The coronavirus crisis has done a lot to make apparent where change in Israel is necessary. Red tape prevented state aid from reaching those who needed it in timely fashion. The public is up in arms over the bureaucracy, mainly at the Israel Tax Authority, which creates the perfect opportunity to stare down the wrath of the workers’ committee and implement reforms.

The pandemic revealed the Education Ministry’s inability to effectively control the schools. The last great reform was undertaken in 2008 and the time has come for a Dovrat 2 committee to explore changes like reforming the school calendar (for instance, putting an end to classes on Friday) and spinning off control of schools to local authorities.

Haredi society suffered an immense trauma when the pandemic pointed up their lack of modern education and alienation from the rest of Israeli society. Even if the ultra-Orthodox parties are powerful forces in government, they can’t ignore the calls for changes such as the need to expand the state-Haredi school system and to make way for vocational training.

Katz himself faces the problem of more than one million jobless.
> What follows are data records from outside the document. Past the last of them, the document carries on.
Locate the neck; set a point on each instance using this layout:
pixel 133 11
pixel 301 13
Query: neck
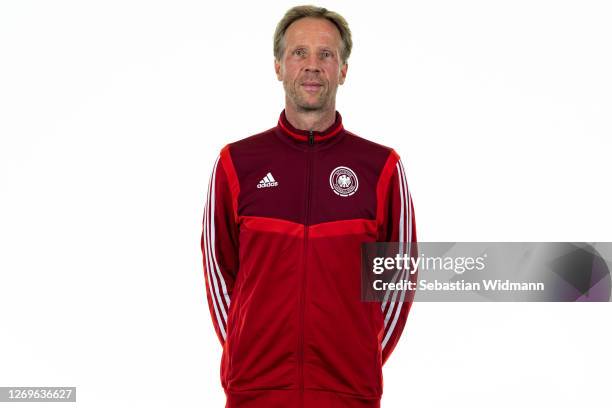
pixel 317 120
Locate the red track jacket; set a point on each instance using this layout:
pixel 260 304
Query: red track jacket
pixel 285 216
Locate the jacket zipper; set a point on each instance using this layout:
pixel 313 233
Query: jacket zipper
pixel 309 165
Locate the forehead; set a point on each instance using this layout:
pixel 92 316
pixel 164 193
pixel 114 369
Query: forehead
pixel 313 31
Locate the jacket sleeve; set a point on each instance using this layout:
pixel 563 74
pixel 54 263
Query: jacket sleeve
pixel 219 241
pixel 397 225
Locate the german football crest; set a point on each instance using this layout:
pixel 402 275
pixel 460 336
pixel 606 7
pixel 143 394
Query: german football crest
pixel 343 181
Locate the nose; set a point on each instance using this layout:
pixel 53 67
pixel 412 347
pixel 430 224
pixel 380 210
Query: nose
pixel 312 64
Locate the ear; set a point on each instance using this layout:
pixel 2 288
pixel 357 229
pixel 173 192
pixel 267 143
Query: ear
pixel 277 69
pixel 343 73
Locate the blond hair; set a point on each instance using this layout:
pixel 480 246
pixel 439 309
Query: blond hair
pixel 298 12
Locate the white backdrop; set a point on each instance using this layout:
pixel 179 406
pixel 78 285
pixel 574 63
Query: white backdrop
pixel 111 116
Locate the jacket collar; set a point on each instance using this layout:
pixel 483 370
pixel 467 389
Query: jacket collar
pixel 306 136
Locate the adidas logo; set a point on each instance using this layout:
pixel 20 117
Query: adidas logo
pixel 267 181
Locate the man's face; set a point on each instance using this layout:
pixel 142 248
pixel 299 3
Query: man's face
pixel 311 68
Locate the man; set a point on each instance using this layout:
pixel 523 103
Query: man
pixel 286 213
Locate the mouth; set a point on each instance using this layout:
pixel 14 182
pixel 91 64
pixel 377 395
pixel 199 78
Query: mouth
pixel 311 86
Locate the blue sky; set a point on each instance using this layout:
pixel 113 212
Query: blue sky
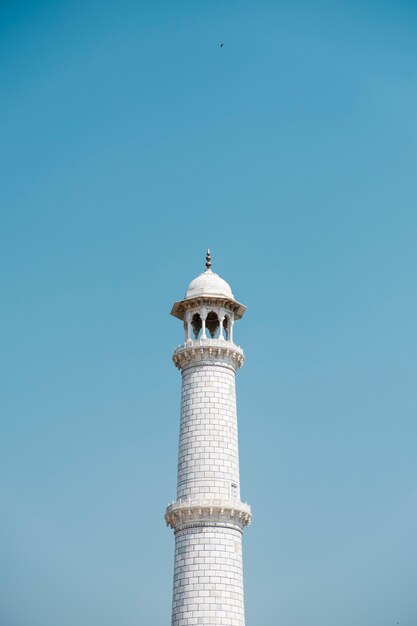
pixel 130 141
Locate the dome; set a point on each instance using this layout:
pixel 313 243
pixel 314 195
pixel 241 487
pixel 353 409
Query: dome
pixel 208 284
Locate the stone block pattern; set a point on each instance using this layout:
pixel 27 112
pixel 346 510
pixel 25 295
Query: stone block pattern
pixel 208 582
pixel 208 461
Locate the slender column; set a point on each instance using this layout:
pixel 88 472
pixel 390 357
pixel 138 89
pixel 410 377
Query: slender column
pixel 221 320
pixel 203 315
pixel 188 323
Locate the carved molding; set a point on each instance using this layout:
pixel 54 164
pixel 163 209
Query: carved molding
pixel 193 513
pixel 210 350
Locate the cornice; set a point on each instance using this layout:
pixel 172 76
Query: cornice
pixel 183 514
pixel 210 350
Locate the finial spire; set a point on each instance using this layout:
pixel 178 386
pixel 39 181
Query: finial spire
pixel 208 259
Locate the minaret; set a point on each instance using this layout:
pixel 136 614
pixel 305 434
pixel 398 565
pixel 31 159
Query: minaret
pixel 208 516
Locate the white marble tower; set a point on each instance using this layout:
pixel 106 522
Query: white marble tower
pixel 208 516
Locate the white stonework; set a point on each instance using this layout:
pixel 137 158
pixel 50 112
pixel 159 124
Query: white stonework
pixel 208 516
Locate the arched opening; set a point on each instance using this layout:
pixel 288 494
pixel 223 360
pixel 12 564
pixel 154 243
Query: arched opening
pixel 212 324
pixel 226 326
pixel 197 324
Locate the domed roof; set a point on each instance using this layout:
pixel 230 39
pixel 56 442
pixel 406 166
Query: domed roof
pixel 208 284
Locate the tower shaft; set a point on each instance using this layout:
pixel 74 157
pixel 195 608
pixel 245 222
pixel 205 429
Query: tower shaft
pixel 208 516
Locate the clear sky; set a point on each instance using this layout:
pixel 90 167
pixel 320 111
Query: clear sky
pixel 131 141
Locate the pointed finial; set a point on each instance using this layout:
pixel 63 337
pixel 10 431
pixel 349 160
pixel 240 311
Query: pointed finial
pixel 208 259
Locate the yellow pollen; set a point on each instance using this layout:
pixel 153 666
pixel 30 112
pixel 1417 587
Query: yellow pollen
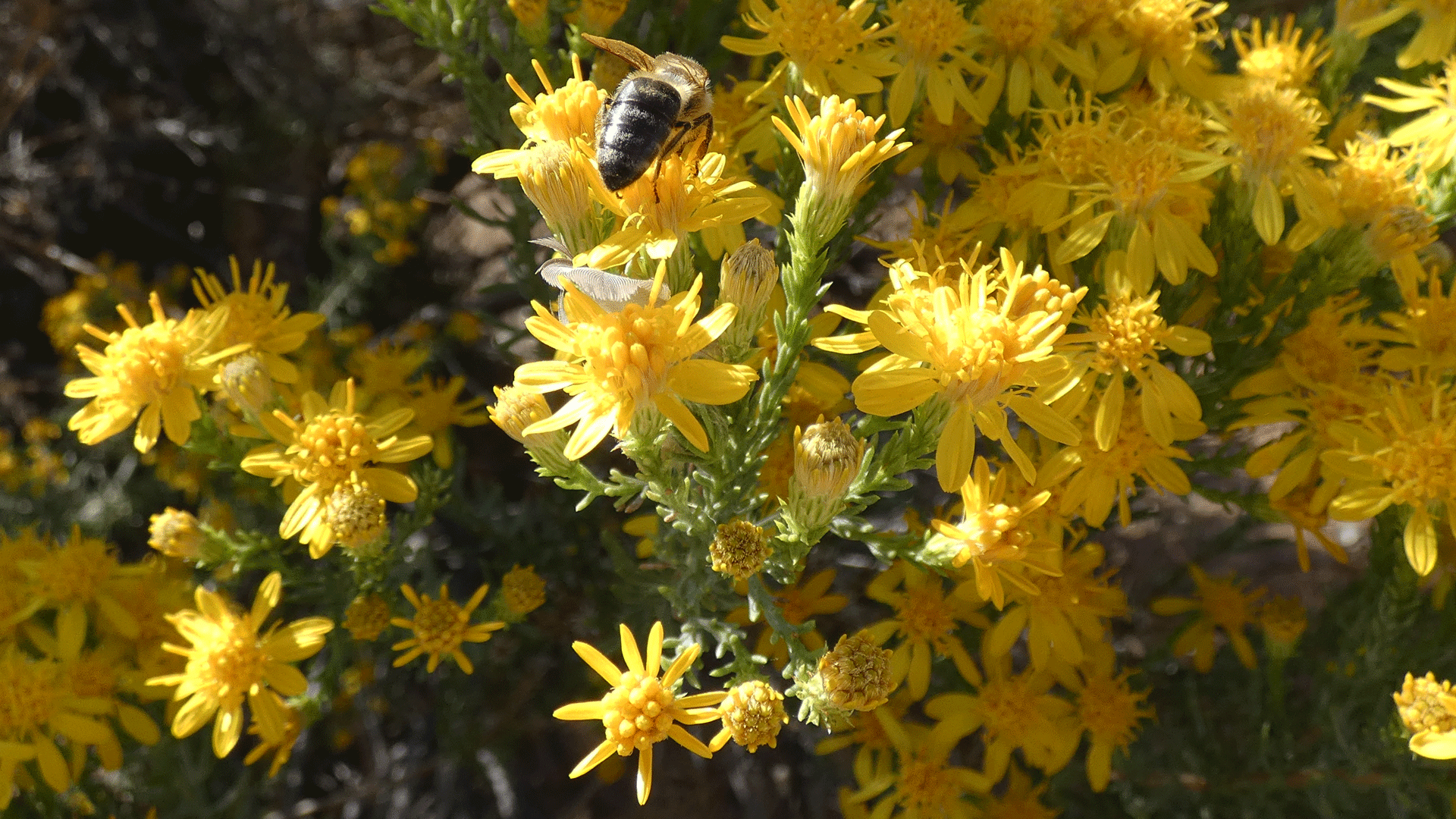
pixel 332 447
pixel 638 713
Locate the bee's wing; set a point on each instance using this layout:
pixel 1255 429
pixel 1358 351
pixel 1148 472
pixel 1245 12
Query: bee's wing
pixel 634 55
As much as there is a common desire for these people to return to their old jobs, the odds are that won’t happen for many – and that’s for the best. Many businesses learned that they can manage with a lot fewer workers, so Israel’s poor labor productivity should improve. That still leave hundreds of thousands unemployed and for them the government needs to provide effective retraining programs. The programs that now exist don’t meet the necessary standards.

The public sector was exposed as disconnected from the rest of the Israeli labor market, with its guaranteed jobs and pay and teachers who regard their full summer vacation as sacrosanct. Until now, the public sector has contributed almost nothing to the national effort to cope with the coronavirus.

Under Arnon Bar-David, the Histadrut labor federation has taken a new direction, and that’s an opportunity to reach an agreement on structural changes in the civil service – introducing more technology, more labor flexibility and pay based on excellence, not time served.

Three obstacles stand in the way of change. One is that Katz’s record for pushing through in depth reforms is a mixed one; the other is the rest of the government , of 35 ministers many of whom lack any real experience and others who have no interest in making any real changes.

The third is Netanyahu. The reformist finance minister of 2003 has become the self-interested prime minister of 2020. His insecurity deters him from appointing strong ministers who want to accomplish big things. In that context, Katz’s appearance by Netanyahu’s side at the opening the prime minister’s trial Sunday didn’t send the same positive signal as his letter to Schuster.